Buraco Macular: Tratamento e Cirurgia
1. O que é o buraco macular
O buraco macular é uma condição ocular que afeta a mácula, a parte central da retina responsável pela visão de detalhes e pela nitidez da imagem. Ele se caracteriza por uma abertura ou defeito de espessura total na retina central, que compromete diretamente a visão central do paciente. O termo técnico mais usado para descrevê-lo é buraco macular de espessura total (FTMH – Full-Thickness Macular Hole).
Os buracos maculares podem ser classificados como idiopáticos (sem causa conhecida), traumáticos ou secundários a outras doenças retinianas. Os idiopáticos, os mais comuns, geralmente afetam pessoas acima dos 60 anos, e têm predileção pelo sexo feminino. Eles podem ocorrer em apenas um olho ou, em cerca de 10% a 20% dos casos, afetar ambos os olhos.

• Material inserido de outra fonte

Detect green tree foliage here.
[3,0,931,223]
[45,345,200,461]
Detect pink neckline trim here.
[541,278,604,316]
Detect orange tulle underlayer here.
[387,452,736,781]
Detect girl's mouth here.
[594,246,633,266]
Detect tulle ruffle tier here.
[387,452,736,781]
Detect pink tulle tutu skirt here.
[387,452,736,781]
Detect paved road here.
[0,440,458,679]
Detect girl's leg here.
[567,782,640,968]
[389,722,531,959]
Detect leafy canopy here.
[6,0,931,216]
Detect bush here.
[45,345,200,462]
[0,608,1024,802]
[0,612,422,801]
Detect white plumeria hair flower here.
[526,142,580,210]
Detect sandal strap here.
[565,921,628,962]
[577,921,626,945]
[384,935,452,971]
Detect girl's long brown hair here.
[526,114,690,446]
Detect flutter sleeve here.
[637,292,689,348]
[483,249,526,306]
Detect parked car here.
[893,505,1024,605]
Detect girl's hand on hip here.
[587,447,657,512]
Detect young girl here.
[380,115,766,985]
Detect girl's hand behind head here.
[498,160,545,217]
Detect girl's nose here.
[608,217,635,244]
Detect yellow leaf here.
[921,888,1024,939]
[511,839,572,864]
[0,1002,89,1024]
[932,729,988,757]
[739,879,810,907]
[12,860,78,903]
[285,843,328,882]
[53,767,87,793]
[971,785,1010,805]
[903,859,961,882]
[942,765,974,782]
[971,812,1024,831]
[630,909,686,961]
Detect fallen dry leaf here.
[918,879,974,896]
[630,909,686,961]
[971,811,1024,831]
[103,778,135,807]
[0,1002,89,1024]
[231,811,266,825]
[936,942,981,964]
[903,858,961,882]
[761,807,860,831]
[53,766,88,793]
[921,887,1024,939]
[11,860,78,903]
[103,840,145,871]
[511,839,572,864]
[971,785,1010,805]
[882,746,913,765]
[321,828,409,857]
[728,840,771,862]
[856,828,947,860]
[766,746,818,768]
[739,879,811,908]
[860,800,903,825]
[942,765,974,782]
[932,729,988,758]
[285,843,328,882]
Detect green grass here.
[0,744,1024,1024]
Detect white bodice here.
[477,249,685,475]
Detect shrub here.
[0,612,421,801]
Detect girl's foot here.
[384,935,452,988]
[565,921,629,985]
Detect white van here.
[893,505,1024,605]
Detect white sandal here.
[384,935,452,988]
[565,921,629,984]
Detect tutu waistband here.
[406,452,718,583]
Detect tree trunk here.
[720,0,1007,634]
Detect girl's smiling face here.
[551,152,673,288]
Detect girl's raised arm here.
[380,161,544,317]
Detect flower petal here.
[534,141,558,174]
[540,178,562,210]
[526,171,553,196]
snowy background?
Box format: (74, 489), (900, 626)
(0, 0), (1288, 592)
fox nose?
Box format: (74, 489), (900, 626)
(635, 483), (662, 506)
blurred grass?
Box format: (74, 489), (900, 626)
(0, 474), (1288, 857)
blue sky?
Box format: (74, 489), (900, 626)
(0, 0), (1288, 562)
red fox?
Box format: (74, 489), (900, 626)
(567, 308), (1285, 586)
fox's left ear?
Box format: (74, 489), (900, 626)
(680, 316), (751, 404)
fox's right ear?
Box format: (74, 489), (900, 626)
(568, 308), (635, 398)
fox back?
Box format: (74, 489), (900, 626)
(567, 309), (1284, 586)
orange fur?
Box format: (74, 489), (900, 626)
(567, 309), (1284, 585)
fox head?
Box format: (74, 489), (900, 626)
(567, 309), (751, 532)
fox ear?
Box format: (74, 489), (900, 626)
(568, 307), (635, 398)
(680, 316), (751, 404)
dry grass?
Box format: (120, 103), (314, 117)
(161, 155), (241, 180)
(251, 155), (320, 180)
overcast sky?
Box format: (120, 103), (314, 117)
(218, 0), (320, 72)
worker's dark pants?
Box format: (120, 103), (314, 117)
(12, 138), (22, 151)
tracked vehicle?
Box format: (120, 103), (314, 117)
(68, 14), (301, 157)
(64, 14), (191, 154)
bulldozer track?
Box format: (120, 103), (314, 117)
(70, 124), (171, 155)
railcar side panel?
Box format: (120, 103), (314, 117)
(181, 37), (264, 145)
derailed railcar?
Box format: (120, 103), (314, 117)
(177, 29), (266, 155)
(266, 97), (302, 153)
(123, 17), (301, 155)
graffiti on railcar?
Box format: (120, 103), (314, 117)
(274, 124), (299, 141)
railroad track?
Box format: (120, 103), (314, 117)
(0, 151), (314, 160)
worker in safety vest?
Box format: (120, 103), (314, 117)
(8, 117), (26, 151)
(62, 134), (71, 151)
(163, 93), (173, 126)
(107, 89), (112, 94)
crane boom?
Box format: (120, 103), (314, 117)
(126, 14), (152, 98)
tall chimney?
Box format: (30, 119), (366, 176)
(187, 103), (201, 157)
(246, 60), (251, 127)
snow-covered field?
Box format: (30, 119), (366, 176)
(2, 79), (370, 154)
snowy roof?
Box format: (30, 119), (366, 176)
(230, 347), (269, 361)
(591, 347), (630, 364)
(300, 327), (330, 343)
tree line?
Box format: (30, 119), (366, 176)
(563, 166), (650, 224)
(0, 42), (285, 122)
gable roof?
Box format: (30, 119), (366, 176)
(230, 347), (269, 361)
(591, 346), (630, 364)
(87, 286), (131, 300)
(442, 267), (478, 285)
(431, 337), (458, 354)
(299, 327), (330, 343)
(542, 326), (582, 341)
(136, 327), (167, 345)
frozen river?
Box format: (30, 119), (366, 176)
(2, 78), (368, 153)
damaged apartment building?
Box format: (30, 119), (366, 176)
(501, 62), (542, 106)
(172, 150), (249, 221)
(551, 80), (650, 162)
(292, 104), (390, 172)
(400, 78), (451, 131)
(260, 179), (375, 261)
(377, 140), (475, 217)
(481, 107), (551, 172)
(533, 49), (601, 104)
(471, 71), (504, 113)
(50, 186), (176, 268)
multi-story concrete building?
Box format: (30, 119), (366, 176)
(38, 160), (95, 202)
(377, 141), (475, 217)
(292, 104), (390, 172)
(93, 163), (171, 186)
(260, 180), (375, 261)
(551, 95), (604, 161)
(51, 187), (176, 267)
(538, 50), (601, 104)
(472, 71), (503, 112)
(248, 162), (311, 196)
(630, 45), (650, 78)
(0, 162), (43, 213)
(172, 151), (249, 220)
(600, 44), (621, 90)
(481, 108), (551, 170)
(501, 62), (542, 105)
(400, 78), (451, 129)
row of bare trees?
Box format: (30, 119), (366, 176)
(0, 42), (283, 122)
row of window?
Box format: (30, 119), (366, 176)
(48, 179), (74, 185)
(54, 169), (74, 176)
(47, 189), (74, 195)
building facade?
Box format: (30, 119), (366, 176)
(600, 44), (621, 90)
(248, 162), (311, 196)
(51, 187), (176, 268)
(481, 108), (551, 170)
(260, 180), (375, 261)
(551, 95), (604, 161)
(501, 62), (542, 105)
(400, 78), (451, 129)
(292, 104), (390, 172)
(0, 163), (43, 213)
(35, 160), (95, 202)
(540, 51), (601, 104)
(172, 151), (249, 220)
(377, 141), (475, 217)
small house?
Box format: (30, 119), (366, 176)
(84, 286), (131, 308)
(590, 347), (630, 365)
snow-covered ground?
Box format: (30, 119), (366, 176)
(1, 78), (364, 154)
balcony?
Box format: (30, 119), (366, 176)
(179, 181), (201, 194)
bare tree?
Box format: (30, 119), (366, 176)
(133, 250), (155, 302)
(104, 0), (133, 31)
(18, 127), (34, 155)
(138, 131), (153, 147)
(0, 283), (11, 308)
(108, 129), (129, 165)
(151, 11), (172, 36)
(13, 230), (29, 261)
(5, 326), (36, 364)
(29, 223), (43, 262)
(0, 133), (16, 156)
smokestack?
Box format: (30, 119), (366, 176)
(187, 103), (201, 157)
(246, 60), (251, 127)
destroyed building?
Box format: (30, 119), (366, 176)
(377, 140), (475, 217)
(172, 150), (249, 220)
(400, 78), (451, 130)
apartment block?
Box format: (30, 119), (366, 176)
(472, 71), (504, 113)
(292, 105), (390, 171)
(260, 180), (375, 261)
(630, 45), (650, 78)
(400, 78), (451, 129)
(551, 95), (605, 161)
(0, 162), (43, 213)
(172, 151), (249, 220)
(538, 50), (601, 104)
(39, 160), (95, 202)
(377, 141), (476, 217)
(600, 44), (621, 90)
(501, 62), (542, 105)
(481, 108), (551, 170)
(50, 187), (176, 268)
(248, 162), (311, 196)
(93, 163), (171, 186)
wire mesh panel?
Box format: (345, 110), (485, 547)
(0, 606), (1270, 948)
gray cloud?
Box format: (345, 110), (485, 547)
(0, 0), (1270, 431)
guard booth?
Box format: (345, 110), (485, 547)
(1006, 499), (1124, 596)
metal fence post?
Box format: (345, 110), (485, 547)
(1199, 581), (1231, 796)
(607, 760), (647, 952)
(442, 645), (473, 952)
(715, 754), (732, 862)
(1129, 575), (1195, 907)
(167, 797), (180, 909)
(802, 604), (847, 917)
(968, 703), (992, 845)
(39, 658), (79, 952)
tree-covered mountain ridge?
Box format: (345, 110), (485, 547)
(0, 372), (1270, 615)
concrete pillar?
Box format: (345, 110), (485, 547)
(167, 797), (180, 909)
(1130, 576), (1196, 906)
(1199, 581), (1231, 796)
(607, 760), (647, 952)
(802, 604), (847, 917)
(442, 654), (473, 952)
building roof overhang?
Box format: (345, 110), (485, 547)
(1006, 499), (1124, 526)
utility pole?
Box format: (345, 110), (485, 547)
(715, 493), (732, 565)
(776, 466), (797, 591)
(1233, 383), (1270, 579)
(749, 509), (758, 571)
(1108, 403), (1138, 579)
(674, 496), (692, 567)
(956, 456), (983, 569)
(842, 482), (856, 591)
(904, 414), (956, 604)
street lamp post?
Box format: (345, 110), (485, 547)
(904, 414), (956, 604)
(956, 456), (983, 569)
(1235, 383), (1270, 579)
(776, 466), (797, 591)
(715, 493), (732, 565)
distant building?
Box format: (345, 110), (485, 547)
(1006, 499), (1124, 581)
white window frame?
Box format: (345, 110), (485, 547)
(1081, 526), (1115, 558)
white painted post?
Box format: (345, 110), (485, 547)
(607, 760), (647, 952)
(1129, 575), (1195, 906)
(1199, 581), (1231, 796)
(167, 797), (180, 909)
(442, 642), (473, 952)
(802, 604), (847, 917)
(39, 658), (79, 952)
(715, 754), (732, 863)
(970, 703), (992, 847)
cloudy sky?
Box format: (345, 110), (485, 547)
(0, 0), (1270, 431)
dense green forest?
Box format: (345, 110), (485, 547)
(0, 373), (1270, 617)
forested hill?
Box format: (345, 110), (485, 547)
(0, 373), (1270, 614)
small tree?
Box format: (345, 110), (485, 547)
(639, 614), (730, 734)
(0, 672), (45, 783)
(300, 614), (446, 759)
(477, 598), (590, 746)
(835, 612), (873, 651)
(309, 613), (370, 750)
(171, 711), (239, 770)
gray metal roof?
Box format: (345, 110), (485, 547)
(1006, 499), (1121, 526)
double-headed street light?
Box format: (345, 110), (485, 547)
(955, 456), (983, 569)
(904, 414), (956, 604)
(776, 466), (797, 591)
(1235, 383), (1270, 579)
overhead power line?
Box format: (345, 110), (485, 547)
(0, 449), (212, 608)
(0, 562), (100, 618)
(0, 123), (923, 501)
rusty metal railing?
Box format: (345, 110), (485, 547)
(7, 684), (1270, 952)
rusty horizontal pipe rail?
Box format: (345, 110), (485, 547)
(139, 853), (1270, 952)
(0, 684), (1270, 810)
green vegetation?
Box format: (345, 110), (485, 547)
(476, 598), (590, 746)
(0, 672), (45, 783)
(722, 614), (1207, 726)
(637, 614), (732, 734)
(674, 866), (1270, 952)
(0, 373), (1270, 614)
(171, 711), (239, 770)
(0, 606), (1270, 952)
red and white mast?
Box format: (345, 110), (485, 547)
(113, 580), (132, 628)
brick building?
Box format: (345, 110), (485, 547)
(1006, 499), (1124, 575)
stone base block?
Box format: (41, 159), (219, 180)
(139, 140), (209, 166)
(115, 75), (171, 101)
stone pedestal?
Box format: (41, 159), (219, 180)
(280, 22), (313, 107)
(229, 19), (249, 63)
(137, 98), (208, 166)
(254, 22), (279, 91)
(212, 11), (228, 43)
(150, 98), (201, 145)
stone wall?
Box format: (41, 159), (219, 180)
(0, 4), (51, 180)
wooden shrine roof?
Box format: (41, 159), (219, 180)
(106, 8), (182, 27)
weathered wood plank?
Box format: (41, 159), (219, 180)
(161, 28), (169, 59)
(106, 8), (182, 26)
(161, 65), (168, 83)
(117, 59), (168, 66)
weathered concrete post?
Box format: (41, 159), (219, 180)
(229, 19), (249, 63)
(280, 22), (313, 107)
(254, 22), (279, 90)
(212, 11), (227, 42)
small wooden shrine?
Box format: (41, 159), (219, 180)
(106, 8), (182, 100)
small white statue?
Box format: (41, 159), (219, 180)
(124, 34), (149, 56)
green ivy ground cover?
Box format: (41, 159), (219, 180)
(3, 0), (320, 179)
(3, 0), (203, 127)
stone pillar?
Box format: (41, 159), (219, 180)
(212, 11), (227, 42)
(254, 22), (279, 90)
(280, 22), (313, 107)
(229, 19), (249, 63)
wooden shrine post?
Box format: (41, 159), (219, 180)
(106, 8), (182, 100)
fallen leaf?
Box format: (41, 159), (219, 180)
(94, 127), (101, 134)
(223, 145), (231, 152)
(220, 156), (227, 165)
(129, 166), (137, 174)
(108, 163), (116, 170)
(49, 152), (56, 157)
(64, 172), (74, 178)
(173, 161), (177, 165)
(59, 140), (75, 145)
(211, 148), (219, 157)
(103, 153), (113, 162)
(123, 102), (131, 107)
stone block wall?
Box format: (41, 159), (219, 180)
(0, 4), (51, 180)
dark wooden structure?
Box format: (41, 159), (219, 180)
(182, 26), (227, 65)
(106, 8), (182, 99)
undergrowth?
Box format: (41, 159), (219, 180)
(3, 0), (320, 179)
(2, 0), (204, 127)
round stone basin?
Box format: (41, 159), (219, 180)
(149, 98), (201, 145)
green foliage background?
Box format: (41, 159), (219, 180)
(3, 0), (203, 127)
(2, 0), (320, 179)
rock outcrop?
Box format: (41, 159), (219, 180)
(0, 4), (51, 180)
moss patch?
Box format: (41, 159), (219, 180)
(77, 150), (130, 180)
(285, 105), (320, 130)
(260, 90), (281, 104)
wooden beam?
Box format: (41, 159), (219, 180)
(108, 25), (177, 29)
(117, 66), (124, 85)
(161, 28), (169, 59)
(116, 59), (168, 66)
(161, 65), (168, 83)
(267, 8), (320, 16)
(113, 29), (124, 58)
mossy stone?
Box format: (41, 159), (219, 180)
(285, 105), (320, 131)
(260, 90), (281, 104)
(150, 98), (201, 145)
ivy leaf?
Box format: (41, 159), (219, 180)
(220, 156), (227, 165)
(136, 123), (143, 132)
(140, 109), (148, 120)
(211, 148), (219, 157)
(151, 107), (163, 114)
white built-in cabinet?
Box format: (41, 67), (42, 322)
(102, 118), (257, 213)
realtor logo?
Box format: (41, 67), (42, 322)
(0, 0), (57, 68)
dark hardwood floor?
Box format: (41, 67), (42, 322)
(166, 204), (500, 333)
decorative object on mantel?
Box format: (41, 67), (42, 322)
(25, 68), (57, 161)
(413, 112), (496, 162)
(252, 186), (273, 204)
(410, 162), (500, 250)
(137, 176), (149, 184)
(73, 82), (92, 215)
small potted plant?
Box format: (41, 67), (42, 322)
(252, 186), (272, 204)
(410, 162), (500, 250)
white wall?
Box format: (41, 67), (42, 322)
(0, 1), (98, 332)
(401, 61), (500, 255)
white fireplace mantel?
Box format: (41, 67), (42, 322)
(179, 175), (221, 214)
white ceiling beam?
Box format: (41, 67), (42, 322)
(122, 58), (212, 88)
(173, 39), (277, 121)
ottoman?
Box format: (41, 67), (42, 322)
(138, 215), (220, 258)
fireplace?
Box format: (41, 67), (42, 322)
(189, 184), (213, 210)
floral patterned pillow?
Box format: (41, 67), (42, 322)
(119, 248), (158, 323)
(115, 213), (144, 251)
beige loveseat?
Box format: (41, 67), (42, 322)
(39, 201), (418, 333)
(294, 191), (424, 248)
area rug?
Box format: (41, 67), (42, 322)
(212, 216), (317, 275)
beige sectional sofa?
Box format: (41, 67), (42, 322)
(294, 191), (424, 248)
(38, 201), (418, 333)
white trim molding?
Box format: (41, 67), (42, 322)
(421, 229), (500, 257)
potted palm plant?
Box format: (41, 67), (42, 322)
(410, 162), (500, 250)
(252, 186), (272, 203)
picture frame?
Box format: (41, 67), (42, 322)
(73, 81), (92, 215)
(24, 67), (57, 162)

O desenvolvimento do buraco está fortemente associado às forças tracionais exercidas pelo vítreo — o gel que preenche o interior do olho — sobre a retina. O processo costuma começar com a separação do vítreo da superfície da mácula, o que provoca estresse mecânico. Isso pode levar à formação de um pequeno defeito, que pode progredir para um buraco de espessura total se não for tratado.
2. Fatores de risco para o buraco macular
Diversos fatores aumentam a probabilidade de formação de um buraco macular:
- Idade avançada: mais comum em indivíduos acima dos 60 anos.
- Sexo feminino: mulheres são mais acometidas do que homens.
- Alta miopia: olhos com grau elevado de miopia têm maior risco.
- Histórico de trauma ocular: impactos diretos no olho podem causar ruptura macular.
- Cirurgias oculares anteriores: principalmente cirurgia de catarata.
- Doenças retinianas associadas: como membrana epirretiniana, tração vítreo-macular, entre outras.
Além disso, há evidências que sugerem que fatores inflamatórios e alterações bioquímicas no humor vítreo podem influenciar o surgimento do buraco, principalmente através da disfunção das células de Müller, responsáveis por sustentar a estrutura da retina.
3. Sintomas do buraco macular
Os sintomas mais comuns são relacionados à perda da visão central:
- Visão borrada: especialmente ao tentar ler ou ver rostos.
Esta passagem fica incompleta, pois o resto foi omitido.